The QuaranTEEN Mental Health Crisis


Niharika Sapra, Staff Writer

Anxiety. Fear. Depression. Considered “silly” to most older generations, these are the most common words used by teens when asked to describe what they have taken away from school. In the past year, school districts across the nation have been reporting alarming spikes in both suicides and attempts at self-harm. The other major event that occurred this past year? The pandemic.

Although there are many other factors contributing to the mental health decline in “QuaranTeens” (a pop-culture term for teens surviving through the COVID-19 pandemic), a recent survey conducted at Warren Township High School shows that 85% of student respondents listed “School” as a contributing factor to their worsening mental health. Contrary to popular belief, for the most part, this is not due to school closures, but rather school continuation.

Education, although vital and beneficial to every student, is retained differently by each individual. The worldwide lockdown is no excuse for learning and education to be halted or even slowed down, but it does mean that it should be carried out differently than what was being done prior to the  virtual format. Situated in different environments, not all students have a quiet room with top-notch Wi-Fi, or location optimum for virtual learning. Bringing in other factors that have served as potential stressors, including family issues, having to take care of siblings, fear/uncertainty, and financial issues, there has been a hindrance to their efforts in attending 8-hour virtual classes from Monday-Friday. On top of all this, students are being held to the same expectations in performance as they were prior to this new format.

We, as developing teenagers trying to learn from our elders and our surroundings, are being thrown out into this unfamiliar world with the assumption that rising technology can solve all our problems. However, like all educators out there, we also have never experienced a 100% technology environment or used our devices for educational purposes besides watching a video or viewing a website for information on a specific topic. With so much information being lost due to the lack on interpersonal communication between the teachers and students, we are being forced to re-learn (or even learn for the first time) through hundreds of Google searches and YouTube videos, just to pass the same tests that were being given to students who were able to clarify any information with their teachers right away. Even after doing our part, teachers, being bombarded with emails, are unable to address every individual question. This, according to our WTHS survey, is leading to incredibly high levels of anxiety, which is contributing to teenage depression, which is then resulting in a lack of motivation in numbers that have never been seen before. These increased procrastination habits are causing worse performance at school, leading to more stress and anxiety, and the whole cycle starts again. 

Besides our in-school requirements, many students, including myself, are exhausted from constantly hearing the phrases “We don’t know” and “We are sorry for the cancellation of _____ for the remainder of the year/season.” Although high school students understand the uncertainty during these times and difficult decisions everyone has had to take for health and safety purposes, many have already experienced a lot of disappointment as sports, competitions, school dances, and other activities that we have either looked forward to or worked very hard for over several years, and the intensity of schoolwork is pushing us to the edge. 


The Solution? 

Taking over more than half of an average student’s day (including homework & test prep), schools are a fundamental part of a teenager’s developmental process. Therefore, with or without the pandemic, mental health resources should be openly discussed and promoted by every single teacher/staff member. For the remainder of the year and as schools begin to open up, students and teachers should establish a mode of communication that would allow all necessary information to be exchanged effectively. 

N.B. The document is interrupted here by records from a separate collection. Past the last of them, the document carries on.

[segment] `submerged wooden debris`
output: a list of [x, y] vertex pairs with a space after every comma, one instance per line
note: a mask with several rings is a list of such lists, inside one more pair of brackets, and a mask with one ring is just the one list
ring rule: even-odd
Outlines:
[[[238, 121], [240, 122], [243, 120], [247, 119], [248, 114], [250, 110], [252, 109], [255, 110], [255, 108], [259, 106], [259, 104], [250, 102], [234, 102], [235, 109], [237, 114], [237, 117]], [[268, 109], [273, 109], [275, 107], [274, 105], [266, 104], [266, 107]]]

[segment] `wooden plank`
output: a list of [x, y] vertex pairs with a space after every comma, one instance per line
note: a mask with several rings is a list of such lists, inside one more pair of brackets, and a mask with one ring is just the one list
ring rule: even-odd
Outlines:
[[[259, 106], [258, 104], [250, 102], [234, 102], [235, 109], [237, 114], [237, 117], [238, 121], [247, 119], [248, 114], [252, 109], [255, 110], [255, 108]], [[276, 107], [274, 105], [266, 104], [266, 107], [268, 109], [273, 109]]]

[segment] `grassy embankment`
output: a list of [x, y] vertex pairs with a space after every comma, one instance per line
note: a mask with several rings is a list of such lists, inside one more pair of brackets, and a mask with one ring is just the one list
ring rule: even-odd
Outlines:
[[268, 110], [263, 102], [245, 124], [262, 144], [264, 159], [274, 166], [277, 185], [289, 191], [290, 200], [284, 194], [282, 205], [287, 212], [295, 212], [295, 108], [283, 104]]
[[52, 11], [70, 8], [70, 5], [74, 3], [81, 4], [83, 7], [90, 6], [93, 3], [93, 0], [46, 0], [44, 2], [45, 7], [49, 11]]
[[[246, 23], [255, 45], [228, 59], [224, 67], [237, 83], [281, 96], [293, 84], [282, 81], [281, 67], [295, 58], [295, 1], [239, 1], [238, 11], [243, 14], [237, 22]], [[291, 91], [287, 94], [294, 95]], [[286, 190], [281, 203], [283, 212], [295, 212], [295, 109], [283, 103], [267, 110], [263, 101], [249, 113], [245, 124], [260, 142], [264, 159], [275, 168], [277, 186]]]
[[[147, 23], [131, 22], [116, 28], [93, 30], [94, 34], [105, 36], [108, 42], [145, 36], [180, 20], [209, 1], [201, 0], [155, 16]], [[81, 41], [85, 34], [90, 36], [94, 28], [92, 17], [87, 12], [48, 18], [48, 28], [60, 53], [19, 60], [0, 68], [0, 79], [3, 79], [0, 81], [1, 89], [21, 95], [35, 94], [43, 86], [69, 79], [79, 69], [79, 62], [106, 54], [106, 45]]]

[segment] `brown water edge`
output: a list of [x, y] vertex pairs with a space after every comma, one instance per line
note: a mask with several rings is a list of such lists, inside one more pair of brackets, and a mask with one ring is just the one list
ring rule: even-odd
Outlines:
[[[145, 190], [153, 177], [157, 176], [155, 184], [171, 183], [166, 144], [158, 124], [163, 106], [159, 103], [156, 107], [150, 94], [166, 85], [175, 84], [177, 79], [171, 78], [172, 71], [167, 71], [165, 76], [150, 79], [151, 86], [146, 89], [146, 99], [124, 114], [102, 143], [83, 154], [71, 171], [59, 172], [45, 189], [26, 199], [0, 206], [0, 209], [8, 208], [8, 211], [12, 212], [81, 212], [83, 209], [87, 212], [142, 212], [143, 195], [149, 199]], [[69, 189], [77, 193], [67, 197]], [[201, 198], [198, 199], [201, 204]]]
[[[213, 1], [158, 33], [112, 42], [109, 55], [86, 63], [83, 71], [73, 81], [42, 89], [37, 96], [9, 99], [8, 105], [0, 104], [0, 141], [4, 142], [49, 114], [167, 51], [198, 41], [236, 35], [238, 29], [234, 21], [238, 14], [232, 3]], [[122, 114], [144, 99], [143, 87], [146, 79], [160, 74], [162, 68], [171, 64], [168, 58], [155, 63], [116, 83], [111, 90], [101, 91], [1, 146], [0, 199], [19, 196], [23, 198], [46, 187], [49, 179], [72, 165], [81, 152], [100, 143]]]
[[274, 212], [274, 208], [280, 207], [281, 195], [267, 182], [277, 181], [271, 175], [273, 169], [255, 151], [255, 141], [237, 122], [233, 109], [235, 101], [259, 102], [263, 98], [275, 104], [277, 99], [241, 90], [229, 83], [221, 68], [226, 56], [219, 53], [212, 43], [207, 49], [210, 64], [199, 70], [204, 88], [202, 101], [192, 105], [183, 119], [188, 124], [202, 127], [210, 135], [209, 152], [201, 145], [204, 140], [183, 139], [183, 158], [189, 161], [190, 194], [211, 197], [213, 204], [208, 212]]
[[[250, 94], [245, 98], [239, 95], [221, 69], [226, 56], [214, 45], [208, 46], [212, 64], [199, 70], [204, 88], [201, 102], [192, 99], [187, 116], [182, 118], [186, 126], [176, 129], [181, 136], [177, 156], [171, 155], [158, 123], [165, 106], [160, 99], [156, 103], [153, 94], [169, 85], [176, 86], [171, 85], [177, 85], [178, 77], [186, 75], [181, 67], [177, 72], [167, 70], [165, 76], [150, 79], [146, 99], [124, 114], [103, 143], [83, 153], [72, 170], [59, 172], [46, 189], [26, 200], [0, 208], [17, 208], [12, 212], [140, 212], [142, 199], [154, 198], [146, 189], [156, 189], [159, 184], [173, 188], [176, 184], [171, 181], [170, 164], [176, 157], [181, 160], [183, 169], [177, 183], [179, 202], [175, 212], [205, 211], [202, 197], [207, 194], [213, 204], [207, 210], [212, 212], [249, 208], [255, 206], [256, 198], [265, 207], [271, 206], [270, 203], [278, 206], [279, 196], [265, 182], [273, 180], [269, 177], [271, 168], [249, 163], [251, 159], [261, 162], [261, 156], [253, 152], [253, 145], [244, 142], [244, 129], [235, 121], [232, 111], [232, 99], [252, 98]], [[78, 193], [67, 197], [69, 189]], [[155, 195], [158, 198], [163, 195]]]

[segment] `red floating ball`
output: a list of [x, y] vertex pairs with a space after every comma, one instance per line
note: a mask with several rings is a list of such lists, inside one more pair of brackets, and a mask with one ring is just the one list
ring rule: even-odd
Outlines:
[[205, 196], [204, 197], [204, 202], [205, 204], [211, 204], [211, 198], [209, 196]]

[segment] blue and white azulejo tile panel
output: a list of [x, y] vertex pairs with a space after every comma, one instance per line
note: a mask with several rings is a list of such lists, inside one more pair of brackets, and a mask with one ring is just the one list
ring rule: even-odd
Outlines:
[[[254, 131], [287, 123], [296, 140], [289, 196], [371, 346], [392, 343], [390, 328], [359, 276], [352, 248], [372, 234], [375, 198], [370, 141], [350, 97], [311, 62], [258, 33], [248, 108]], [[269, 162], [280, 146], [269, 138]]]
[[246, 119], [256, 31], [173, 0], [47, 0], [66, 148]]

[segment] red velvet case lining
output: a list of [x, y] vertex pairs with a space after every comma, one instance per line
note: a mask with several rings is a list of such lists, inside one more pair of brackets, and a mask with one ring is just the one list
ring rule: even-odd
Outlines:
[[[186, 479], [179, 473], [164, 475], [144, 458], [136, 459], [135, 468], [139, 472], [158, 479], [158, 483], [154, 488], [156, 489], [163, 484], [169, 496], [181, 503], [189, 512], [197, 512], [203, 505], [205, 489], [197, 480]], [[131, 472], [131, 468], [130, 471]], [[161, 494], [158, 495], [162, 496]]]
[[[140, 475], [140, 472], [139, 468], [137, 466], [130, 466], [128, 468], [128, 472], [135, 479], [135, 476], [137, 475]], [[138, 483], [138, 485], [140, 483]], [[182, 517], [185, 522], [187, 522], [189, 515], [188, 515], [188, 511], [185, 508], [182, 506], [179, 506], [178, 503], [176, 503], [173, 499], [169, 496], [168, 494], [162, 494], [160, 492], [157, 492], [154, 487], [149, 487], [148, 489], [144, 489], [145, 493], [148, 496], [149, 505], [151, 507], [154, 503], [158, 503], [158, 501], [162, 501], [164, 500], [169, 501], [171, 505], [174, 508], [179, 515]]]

Different methods that would allow students to anonymously share their concerns with a staff member could help struggling individuals relieve their thoughts without them feeling ashamed or feeling judged. An example includes setting up an anonymous “Call Center Booth” in the school (or a number students can call at from home) where students can sign-up to talk to a social worker without revealing their identity at that time. If there is anything that can be done to solve a student’s problem, the social worker could talk to the student to meet up, if they are comfortable, and find a solution. 

These are just a few of the many solutions to this dilemma. Therefore, each school should regularly assess the psychological health of its students and implement at least one additional mental health resource to ease stress levels during these unprecedented times. Through this, schools can at least attempt make some positive changes in the mental health of their students, instead of just contributing to its decline.